Unraveling Dark Matter: A Bold Experiment Hunts for the Mysterious Axion

Scientists are on a groundbreaking quest to uncover axions—hypothetical particles that could solve some of physics’ biggest mysteries, including the absence of an electric dipole moment in neutrons and the nature of dark matter.

Using the cutting-edge European XFEL in Hamburg, researchers fired powerful X-rays through specialized crystals, aiming to observe axions converting into light—potential evidence of their existence. This pioneering study, already rivaling major particle accelerator experiments, demonstrates the transformative potential of XFEL technology in particle physics.

A Step Closer to Understanding the Universe’s Missing Mass

A team from the University of Oxford, in collaboration with the UK Science and Technology Facilities Council (STFC) and other research institutions, has released new findings from their hunt for axions.
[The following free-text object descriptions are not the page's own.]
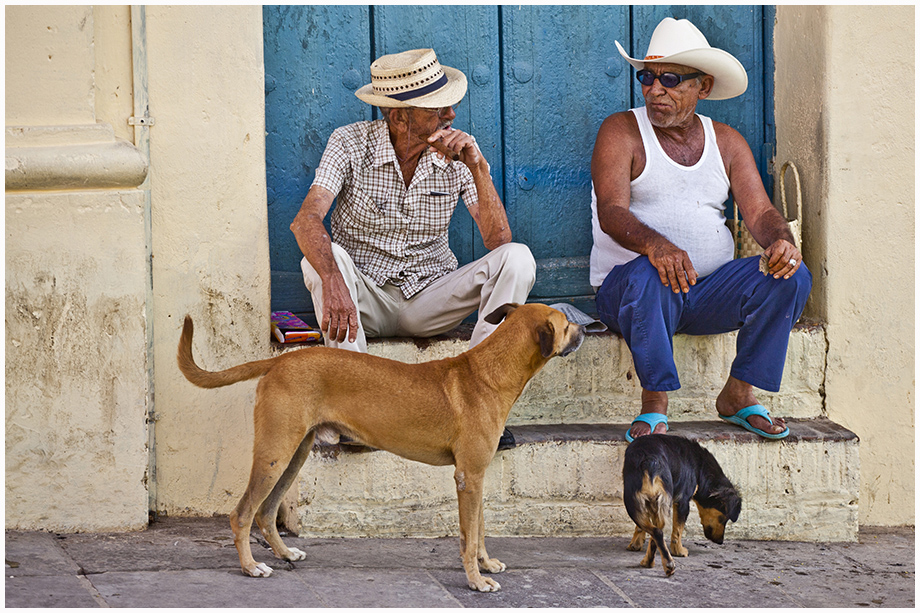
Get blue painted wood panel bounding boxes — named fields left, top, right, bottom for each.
left=263, top=5, right=371, bottom=311
left=501, top=5, right=631, bottom=302
left=263, top=5, right=774, bottom=317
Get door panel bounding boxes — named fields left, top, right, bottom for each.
left=263, top=5, right=371, bottom=310
left=501, top=5, right=630, bottom=304
left=263, top=6, right=772, bottom=317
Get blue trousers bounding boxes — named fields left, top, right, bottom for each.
left=595, top=256, right=812, bottom=393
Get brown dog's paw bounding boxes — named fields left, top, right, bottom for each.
left=479, top=557, right=506, bottom=573
left=244, top=562, right=273, bottom=577
left=469, top=576, right=502, bottom=592
left=281, top=547, right=307, bottom=561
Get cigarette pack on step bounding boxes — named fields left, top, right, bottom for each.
left=270, top=311, right=321, bottom=343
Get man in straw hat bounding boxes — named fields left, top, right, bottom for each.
left=590, top=18, right=811, bottom=442
left=291, top=48, right=535, bottom=448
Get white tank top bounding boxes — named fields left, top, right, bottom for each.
left=590, top=107, right=734, bottom=287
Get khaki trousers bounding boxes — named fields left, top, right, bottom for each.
left=301, top=242, right=536, bottom=352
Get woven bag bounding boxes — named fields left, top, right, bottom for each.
left=778, top=161, right=803, bottom=250
left=730, top=161, right=804, bottom=258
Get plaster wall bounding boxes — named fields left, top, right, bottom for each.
left=143, top=5, right=271, bottom=516
left=5, top=5, right=148, bottom=531
left=775, top=6, right=914, bottom=526
left=5, top=5, right=96, bottom=125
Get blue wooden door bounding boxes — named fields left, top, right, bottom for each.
left=264, top=5, right=774, bottom=318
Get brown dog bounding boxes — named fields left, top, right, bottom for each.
left=177, top=303, right=584, bottom=592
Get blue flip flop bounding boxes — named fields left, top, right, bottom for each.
left=625, top=413, right=669, bottom=443
left=719, top=404, right=790, bottom=439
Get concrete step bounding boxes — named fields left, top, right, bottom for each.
left=276, top=324, right=827, bottom=425
left=281, top=418, right=858, bottom=543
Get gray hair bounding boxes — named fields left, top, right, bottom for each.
left=378, top=106, right=395, bottom=124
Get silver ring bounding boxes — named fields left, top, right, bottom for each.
left=789, top=258, right=797, bottom=267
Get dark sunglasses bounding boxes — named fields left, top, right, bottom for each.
left=636, top=69, right=704, bottom=88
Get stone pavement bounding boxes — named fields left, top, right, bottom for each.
left=5, top=517, right=914, bottom=608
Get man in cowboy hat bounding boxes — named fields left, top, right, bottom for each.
left=291, top=48, right=535, bottom=448
left=590, top=18, right=812, bottom=441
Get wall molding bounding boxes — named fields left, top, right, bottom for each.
left=5, top=123, right=148, bottom=191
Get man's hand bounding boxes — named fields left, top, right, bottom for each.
left=320, top=274, right=359, bottom=344
left=427, top=128, right=484, bottom=169
left=762, top=239, right=802, bottom=280
left=648, top=242, right=698, bottom=293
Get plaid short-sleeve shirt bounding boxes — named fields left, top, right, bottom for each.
left=312, top=120, right=480, bottom=298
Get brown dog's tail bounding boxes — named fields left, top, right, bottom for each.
left=177, top=315, right=277, bottom=389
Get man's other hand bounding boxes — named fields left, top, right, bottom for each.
left=762, top=239, right=802, bottom=280
left=648, top=243, right=698, bottom=293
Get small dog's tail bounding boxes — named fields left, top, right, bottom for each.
left=177, top=315, right=278, bottom=389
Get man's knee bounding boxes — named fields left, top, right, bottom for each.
left=771, top=261, right=812, bottom=304
left=792, top=262, right=813, bottom=295
left=492, top=242, right=536, bottom=281
left=301, top=243, right=353, bottom=290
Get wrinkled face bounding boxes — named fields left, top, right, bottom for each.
left=407, top=105, right=456, bottom=136
left=695, top=502, right=728, bottom=544
left=641, top=63, right=713, bottom=129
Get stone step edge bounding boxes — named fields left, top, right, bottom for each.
left=315, top=417, right=857, bottom=455
left=275, top=320, right=825, bottom=352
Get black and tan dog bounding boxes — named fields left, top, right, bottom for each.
left=177, top=303, right=584, bottom=592
left=622, top=434, right=741, bottom=576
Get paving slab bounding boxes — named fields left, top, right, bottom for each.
left=5, top=531, right=81, bottom=577
left=430, top=567, right=632, bottom=608
left=4, top=575, right=101, bottom=608
left=90, top=568, right=323, bottom=608
left=53, top=516, right=242, bottom=574
left=292, top=568, right=462, bottom=607
left=4, top=517, right=914, bottom=608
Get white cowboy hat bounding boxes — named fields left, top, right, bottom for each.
left=615, top=17, right=748, bottom=100
left=355, top=48, right=467, bottom=109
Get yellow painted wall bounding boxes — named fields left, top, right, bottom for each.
left=775, top=5, right=914, bottom=526
left=5, top=5, right=149, bottom=531
left=144, top=5, right=271, bottom=517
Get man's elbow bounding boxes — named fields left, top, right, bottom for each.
left=290, top=216, right=306, bottom=239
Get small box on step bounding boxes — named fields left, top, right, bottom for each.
left=271, top=311, right=321, bottom=343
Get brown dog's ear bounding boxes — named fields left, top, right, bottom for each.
left=537, top=322, right=555, bottom=358
left=484, top=303, right=520, bottom=325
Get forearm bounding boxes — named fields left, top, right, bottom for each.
left=290, top=187, right=343, bottom=286
left=470, top=161, right=512, bottom=249
left=748, top=206, right=796, bottom=248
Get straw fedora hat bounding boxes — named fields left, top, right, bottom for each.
left=615, top=17, right=748, bottom=100
left=355, top=48, right=467, bottom=109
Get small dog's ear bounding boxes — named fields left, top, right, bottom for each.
left=484, top=303, right=520, bottom=325
left=720, top=489, right=742, bottom=523
left=537, top=322, right=555, bottom=358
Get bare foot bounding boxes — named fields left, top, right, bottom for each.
left=627, top=390, right=670, bottom=440
left=716, top=376, right=786, bottom=435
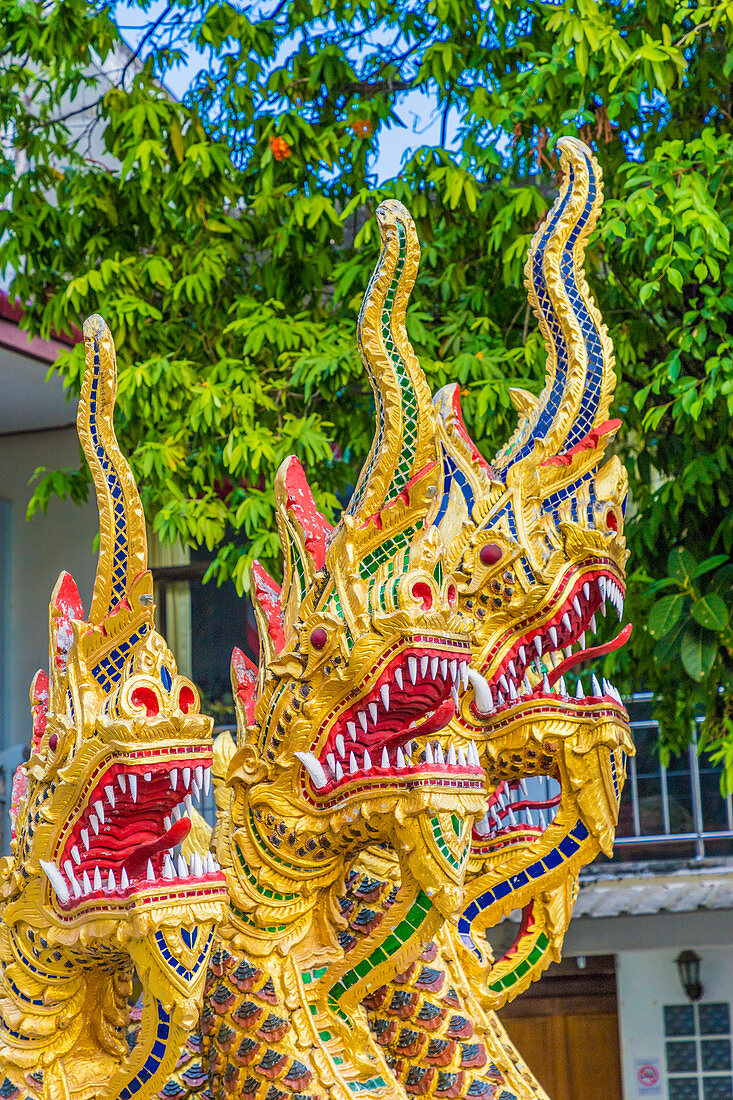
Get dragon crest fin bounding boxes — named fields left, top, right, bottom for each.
left=250, top=560, right=286, bottom=662
left=493, top=137, right=616, bottom=475
left=274, top=456, right=333, bottom=638
left=78, top=314, right=147, bottom=625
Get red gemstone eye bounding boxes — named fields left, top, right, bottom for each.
left=606, top=511, right=618, bottom=532
left=479, top=543, right=502, bottom=566
left=446, top=584, right=457, bottom=607
left=412, top=582, right=434, bottom=610
left=48, top=733, right=58, bottom=752
left=179, top=686, right=195, bottom=714
left=130, top=686, right=160, bottom=717
left=310, top=627, right=328, bottom=649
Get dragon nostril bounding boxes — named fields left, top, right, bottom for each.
left=480, top=543, right=502, bottom=566
left=179, top=686, right=195, bottom=714
left=310, top=627, right=328, bottom=649
left=606, top=510, right=618, bottom=532
left=411, top=582, right=433, bottom=610
left=130, top=687, right=160, bottom=717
Their experiment, conducted at the European X-ray Free Electron Laser (European XFEL) in Hamburg, is outlined in a recent Physical Review Letters publication.

Axions were first proposed to resolve a fundamental conundrum in physics: why neutrons, despite being composed of charged quarks, lack an electric dipole moment. Scientists theorize that axions—tiny, nearly massless particles—could counteract this imbalance. If confirmed, axions would provide strong evidence for physics beyond the Standard Model.

Beyond this, axions are a leading candidate for dark matter—the invisible substance constituting most of the Universe’s mass and structure.

Harnessing the World’s Most Powerful X-Ray Laser

To test for axions, the research team leveraged the world’s most powerful X-ray laser, the European XFEL, located in Schenefeld near Hamburg, Germany. This advanced facility features a 3.4-kilometer-long tunnel equipped with a superconducting linear accelerator and photon beamlines, generating ultrashort X-ray pulses at an astonishing rate of 27,000 per second.

These X-rays were directed through thin slabs of meticulously aligned germanium crystals, which contain a strong internal electric field. To high-speed particles, this electric field behaves like an extremely intense magnetic field (~103 Tesla), creating conditions where photons could convert into axions and vice versa.

A ‘Light-Shining-Through-Walls’ Experiment

An opaque titanium sheet placed between the crystals served as a barrier to photons, allowing only axions to pass through. These axions were then detected when they reconverted into photons in the second crystal, using a technique known as ‘light-shining-through-walls.’

This proof-of-concept experiment demonstrated that their setup has a sensitivity to axions that is already competitive with other large-scale particle accelerator experiments. Future studies will focus on detecting axions within the milli- to kilo-electron volt mass range, with efforts to enhance sensitivity by several hundred times to match predictions from Quantum Chromodynamics (QCD).

Collaboration and Innovation in Fundamental Physics

Lead researcher Dr. Jack Halliday, an experimental plasma physicist at STFC, emphasized the significance of this approach, stating, “This experiment highlights the versatility of XFEL technology in tackling some of the most fundamental questions in physics and expanding our understanding of the universe.”

Principal Investigator Professor Gianluca Gregori added, “This study is the culmination of long-standing collaboration within Oxford’s Department of Physics, bringing together expertise from Atomic and Laser Physics, Theoretical Physics, and Particle Physics. The success of this experiment depended on interpreting a challenging, unconventional measurement, made possible by our team’s diverse expertise.”

This pioneering experiment paves the way for future discoveries, bringing scientists closer to unlocking the secrets of dark matter and uncovering new physics beyond the Standard Model.